Au dernier niveau on trouve des

• Besoins invasifs

Ils sont de l'ordre du superflu consumériste et à l'inverse participent à la création spéculative de la richesse au détriment du lien social et de la cohérence culturelle. Ils oeuvrent activement à la réification du monde.

Peut-être que si on échangeait, on arriverait à s'en emparer comme d'un faisceau, d'une organisation de base pour fonctionner, mais il n'est pas du tout sûr que, si l'on sort dans la rue ou si l'on va un peu plus loin -chez Total à Feyzin par exemple-, on ait le même profil ni les mêmes familles de besoins; pour dire qu'il y a toujours à négocier cette chose-là.

 

Alors comment ça se négocie ? Comment ça c'est négocié ?

Les modes successifs d’établissement d'une espèce de hiérarchie ou d'impériosité des besoins.


Le premier étant

• le rapport de force (et de ruse)

L’expert est le plus musclé/rusé -comme disait Audiard : si tu parles à un type qui fait 16 kg quand tu en fais 60, il t'écoute !- C'est un premier niveau de rapport humain qui existe ou comment un petit... peut diriger des groupes ?


• le droit divin

L’expert est le tenant du pouvoir par le sang. Ca a le mérite d'être clair.

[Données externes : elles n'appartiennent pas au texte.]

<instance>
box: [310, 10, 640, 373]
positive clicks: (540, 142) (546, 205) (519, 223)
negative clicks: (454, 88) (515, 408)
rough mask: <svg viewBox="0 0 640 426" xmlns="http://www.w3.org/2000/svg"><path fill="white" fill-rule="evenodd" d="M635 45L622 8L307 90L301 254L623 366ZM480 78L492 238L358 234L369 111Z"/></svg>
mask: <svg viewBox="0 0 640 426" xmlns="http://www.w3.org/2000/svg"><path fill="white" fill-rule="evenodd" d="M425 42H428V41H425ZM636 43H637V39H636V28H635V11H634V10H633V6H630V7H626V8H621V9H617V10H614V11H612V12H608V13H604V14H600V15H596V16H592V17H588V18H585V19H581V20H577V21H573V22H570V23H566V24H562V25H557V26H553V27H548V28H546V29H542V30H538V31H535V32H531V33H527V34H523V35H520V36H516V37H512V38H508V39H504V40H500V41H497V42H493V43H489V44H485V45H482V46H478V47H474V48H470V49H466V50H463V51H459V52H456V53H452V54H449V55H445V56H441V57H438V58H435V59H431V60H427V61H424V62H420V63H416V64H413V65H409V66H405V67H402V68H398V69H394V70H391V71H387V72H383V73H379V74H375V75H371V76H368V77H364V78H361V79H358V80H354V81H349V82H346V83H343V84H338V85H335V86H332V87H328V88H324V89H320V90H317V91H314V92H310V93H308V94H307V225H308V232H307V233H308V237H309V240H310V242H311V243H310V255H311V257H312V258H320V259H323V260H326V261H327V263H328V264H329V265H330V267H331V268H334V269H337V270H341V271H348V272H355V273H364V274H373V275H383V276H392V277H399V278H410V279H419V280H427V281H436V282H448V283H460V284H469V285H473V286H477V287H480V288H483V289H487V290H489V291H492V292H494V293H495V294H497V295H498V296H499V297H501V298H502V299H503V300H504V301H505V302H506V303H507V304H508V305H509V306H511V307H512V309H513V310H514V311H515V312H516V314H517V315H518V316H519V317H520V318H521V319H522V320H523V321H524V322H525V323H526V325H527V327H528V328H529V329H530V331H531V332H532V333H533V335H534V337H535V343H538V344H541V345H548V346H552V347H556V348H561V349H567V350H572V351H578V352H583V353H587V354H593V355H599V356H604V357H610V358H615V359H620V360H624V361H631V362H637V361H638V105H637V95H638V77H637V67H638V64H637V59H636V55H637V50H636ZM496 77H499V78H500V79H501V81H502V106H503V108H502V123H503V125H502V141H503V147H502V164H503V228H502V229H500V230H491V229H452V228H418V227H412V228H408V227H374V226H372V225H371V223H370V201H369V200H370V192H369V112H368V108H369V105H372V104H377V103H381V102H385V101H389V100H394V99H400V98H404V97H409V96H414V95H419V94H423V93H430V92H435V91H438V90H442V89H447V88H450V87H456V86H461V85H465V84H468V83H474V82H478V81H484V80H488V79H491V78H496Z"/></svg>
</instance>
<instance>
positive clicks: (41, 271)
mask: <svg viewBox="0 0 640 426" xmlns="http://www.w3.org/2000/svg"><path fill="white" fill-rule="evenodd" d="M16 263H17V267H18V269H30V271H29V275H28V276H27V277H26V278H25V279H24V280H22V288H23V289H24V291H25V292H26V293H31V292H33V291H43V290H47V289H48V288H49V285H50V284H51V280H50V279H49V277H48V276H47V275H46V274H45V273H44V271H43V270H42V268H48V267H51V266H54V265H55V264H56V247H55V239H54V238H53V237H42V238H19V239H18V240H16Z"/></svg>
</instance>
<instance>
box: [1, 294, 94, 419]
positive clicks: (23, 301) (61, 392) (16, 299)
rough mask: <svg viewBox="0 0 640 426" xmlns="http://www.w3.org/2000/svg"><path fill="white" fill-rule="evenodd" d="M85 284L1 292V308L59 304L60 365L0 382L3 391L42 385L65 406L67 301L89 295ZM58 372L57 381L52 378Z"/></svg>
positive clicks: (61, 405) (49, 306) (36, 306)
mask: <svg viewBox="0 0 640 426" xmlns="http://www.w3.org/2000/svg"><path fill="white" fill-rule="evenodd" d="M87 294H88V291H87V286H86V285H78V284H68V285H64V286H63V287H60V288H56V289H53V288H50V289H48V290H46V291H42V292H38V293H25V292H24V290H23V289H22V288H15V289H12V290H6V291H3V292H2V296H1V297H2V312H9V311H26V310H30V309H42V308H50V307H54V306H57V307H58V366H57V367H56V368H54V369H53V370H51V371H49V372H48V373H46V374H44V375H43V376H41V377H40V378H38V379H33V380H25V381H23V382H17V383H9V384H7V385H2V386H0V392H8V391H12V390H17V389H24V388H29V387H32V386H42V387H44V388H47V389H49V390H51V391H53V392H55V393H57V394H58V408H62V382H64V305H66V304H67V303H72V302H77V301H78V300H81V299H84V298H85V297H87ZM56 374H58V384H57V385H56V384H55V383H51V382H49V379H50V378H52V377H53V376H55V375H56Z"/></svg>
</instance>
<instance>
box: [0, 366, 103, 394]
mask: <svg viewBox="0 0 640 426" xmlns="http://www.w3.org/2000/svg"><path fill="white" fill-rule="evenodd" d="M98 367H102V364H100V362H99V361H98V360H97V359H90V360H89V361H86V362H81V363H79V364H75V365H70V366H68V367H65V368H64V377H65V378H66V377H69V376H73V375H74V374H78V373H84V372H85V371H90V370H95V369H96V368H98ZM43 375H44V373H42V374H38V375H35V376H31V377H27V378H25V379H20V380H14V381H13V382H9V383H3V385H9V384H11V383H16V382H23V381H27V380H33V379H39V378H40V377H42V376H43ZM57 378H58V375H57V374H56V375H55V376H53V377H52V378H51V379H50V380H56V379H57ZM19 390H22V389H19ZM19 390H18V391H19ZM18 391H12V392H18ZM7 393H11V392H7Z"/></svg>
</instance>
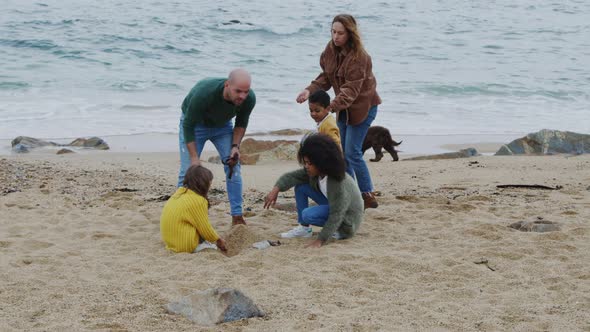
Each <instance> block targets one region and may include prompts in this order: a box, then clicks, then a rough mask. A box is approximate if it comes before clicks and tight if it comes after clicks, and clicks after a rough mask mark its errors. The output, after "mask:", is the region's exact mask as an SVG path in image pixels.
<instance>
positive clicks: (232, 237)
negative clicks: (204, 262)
mask: <svg viewBox="0 0 590 332" xmlns="http://www.w3.org/2000/svg"><path fill="white" fill-rule="evenodd" d="M224 239H225V243H226V246H227V253H226V255H227V256H228V257H232V256H235V255H237V254H239V253H240V252H241V251H242V250H244V249H245V248H248V247H250V246H252V244H253V243H254V242H258V241H260V240H261V239H260V236H258V235H257V234H256V233H254V232H253V231H252V230H251V229H250V228H248V226H246V225H236V226H233V227H232V228H231V230H230V231H229V232H228V233H227V234H225V237H224Z"/></svg>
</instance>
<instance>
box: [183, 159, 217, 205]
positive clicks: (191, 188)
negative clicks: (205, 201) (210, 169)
mask: <svg viewBox="0 0 590 332" xmlns="http://www.w3.org/2000/svg"><path fill="white" fill-rule="evenodd" d="M211 182H213V173H211V171H210V170H208V169H207V168H205V167H203V166H201V165H198V166H196V165H192V166H191V167H189V168H188V170H187V171H186V173H185V175H184V180H183V181H182V185H183V187H185V188H187V189H190V190H192V191H194V192H196V193H197V194H199V195H201V196H203V197H204V198H205V199H206V200H207V206H209V205H210V204H209V198H208V197H207V193H208V192H209V188H210V187H211Z"/></svg>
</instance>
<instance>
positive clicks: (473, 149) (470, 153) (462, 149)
mask: <svg viewBox="0 0 590 332" xmlns="http://www.w3.org/2000/svg"><path fill="white" fill-rule="evenodd" d="M479 155H480V154H479V153H478V152H477V150H476V149H474V148H467V149H462V150H459V151H458V152H448V153H441V154H434V155H430V156H420V157H414V158H408V159H403V160H434V159H456V158H469V157H475V156H479Z"/></svg>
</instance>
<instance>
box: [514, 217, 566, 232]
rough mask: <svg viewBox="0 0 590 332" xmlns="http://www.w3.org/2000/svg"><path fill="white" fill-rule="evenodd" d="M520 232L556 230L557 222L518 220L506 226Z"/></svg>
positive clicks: (541, 231) (542, 220) (540, 231)
mask: <svg viewBox="0 0 590 332" xmlns="http://www.w3.org/2000/svg"><path fill="white" fill-rule="evenodd" d="M508 227H510V228H514V229H516V230H519V231H521V232H538V233H545V232H556V231H559V230H560V227H559V225H558V224H557V223H554V222H552V221H548V220H536V221H519V222H515V223H513V224H510V226H508Z"/></svg>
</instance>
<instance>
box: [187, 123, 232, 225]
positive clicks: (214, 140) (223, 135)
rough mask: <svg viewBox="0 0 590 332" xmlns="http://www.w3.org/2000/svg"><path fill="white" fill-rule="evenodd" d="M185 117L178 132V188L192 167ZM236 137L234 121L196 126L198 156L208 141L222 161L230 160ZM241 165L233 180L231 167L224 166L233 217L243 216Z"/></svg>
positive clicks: (230, 206)
mask: <svg viewBox="0 0 590 332" xmlns="http://www.w3.org/2000/svg"><path fill="white" fill-rule="evenodd" d="M183 120H184V115H183V116H181V117H180V127H179V132H178V145H179V148H180V171H179V172H178V184H177V185H178V187H181V186H182V181H184V174H186V171H187V170H188V168H189V166H190V165H191V160H190V155H189V154H188V149H187V148H186V143H185V142H184V129H183V127H182V121H183ZM233 135H234V128H233V123H232V121H231V120H230V121H228V122H227V123H226V124H225V125H224V126H223V127H219V128H216V127H205V126H202V125H197V126H195V143H196V144H197V155H199V156H200V155H201V152H203V147H204V146H205V143H206V142H207V141H211V143H213V145H214V146H215V149H217V152H218V153H219V157H220V158H221V160H222V161H225V160H227V159H229V154H230V152H231V145H232V139H233ZM240 168H241V167H240V163H239V162H238V163H237V164H236V165H235V166H234V170H233V173H232V177H231V179H229V178H228V176H229V166H227V165H224V166H223V169H224V170H225V184H226V189H227V196H228V198H229V205H230V208H231V215H232V216H241V215H242V203H243V198H242V172H241V169H240Z"/></svg>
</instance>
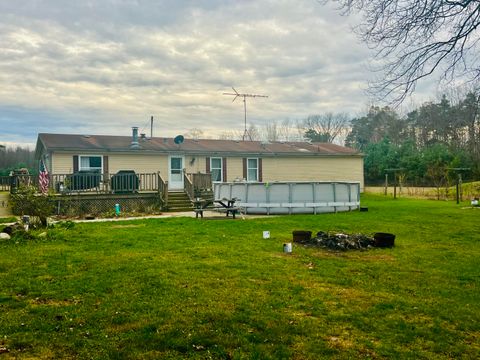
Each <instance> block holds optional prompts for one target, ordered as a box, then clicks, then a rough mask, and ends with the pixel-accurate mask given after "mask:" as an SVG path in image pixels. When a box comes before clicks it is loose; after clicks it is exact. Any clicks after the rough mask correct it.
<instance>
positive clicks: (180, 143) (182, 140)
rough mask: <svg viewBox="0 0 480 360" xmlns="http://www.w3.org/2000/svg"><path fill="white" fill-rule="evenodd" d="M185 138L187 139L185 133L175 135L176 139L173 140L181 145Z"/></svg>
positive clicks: (174, 142) (175, 138)
mask: <svg viewBox="0 0 480 360" xmlns="http://www.w3.org/2000/svg"><path fill="white" fill-rule="evenodd" d="M183 140H185V138H184V137H183V135H177V136H175V139H173V142H174V143H175V144H177V145H180V144H182V143H183Z"/></svg>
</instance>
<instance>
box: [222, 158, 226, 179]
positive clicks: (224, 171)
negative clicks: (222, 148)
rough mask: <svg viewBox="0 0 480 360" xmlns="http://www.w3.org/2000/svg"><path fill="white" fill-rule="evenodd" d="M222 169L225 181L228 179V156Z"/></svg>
mask: <svg viewBox="0 0 480 360" xmlns="http://www.w3.org/2000/svg"><path fill="white" fill-rule="evenodd" d="M222 160H223V164H222V171H223V176H222V178H223V182H226V181H227V158H223V159H222Z"/></svg>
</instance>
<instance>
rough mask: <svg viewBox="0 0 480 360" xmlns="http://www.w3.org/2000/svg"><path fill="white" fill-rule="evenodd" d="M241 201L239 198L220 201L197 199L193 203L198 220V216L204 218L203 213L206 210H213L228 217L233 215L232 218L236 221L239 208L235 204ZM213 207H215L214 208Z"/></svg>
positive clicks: (195, 199) (194, 210)
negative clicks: (238, 200)
mask: <svg viewBox="0 0 480 360" xmlns="http://www.w3.org/2000/svg"><path fill="white" fill-rule="evenodd" d="M237 200H239V199H237V198H232V199H227V198H223V199H219V200H208V199H201V198H196V199H195V200H194V201H193V211H194V212H195V217H196V218H198V214H200V217H202V218H203V212H204V211H205V210H213V211H218V212H225V213H226V215H227V217H228V216H229V215H230V214H232V218H233V219H235V215H236V213H237V212H239V210H240V209H239V208H238V207H236V206H235V202H236V201H237ZM211 205H214V206H213V207H212V206H211Z"/></svg>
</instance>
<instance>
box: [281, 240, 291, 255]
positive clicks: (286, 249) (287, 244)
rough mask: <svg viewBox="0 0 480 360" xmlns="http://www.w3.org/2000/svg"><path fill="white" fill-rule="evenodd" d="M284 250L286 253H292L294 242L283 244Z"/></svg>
mask: <svg viewBox="0 0 480 360" xmlns="http://www.w3.org/2000/svg"><path fill="white" fill-rule="evenodd" d="M283 252H284V253H285V254H291V253H292V243H285V244H283Z"/></svg>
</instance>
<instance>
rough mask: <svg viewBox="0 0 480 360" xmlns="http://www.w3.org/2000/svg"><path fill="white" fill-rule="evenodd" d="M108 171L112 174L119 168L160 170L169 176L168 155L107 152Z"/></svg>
mask: <svg viewBox="0 0 480 360" xmlns="http://www.w3.org/2000/svg"><path fill="white" fill-rule="evenodd" d="M107 155H108V171H109V173H111V174H115V173H117V172H118V171H119V170H133V171H135V172H136V173H140V174H145V173H154V172H158V171H160V173H161V174H162V176H163V174H165V176H164V178H168V156H167V155H158V154H156V155H144V154H107Z"/></svg>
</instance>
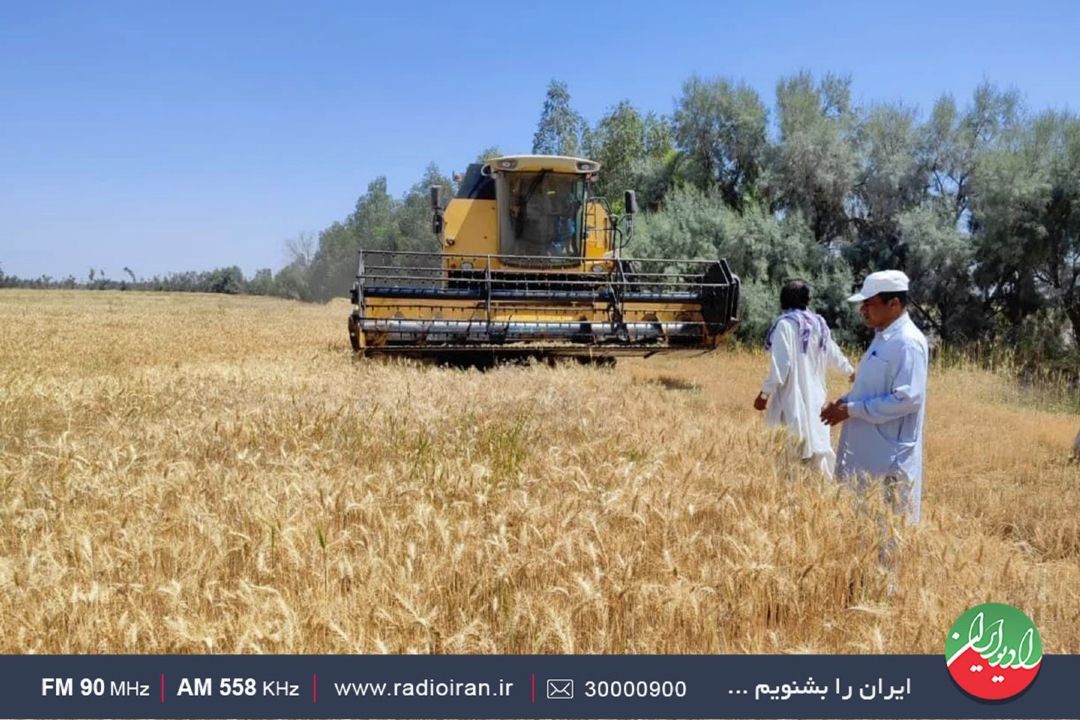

On a trouvé que c'était insupportable et donc après avoir «zigouillé» le roi, on est passé à

• la démocratie représentative

Où l’expert est le peuple qui mandate ses représentants.


Puis on a inventé

• le marketing

Là, l’expert est celui qui impose par la force de vente... et ce n'est pas forcément un grand moment de l'humanité.


et ensuite, chronologiquement, on est dans

• la démocratie participative

Et donc est-ce qu'on pourrait affirmer que l’expert en terme de définition de besoin est le réseau citoyen ou le réseau de réseaux ou le maillage et ce qui peut en advenir ?

C'est du chronologique, mais...

Ce serait une erreur de dire que l'on passe de l'un à l'autre. Il semble que l'on soit plutôt dans un effet de sédimentation : à chaque fois on rajoute une couche sur celle d'avant, ce qui permet, du coup, au petit.... rusé.... qui n'a pas le pouvoir par le sang... mais qui sait utiliser la démocratie représentative... par le marketing... d'arriver à ses fins !....

 

Et donc bien sûr une menace sur la démocratie participative, parce que si cela devient effectivement un lieu d'expertise, il va être très vite dans le collimateur et il va falloir que l'on soit rusés ou musclés pour pouvoir re-boucler.

 

En conclusion :

Est-ce que la définition des besoins c'est …

…une opération interne et verticale… (c'est-à-dire que l'on est dans la maïeutique, symbolique, l'accouchement des idées, le projet, la définition qui est immanente, issue du cerveau ou de la cuisse d'un seul homme peut-être, en tout cas quelque chose qui est très confiné dans un pouvoir et dans un rapport de verticalité avec les autres...

Ou au contraire

...est-ce que c'est quelque chose qui procède d'un processus horizontal partagé...

En réalité c'est seul l'usage, le réseau c'est un outil, pas forcément de pouvoir mais de puissance et elle est peut-être capable, cette puissance, d'infléchir -du vertical à l'horizontal, il y a un intermédiaire, c'est l'oblique- et c'est peut-être une forme de pensée et d'action obliques que l'on peut ambitionner avec ces questions de «Réseau».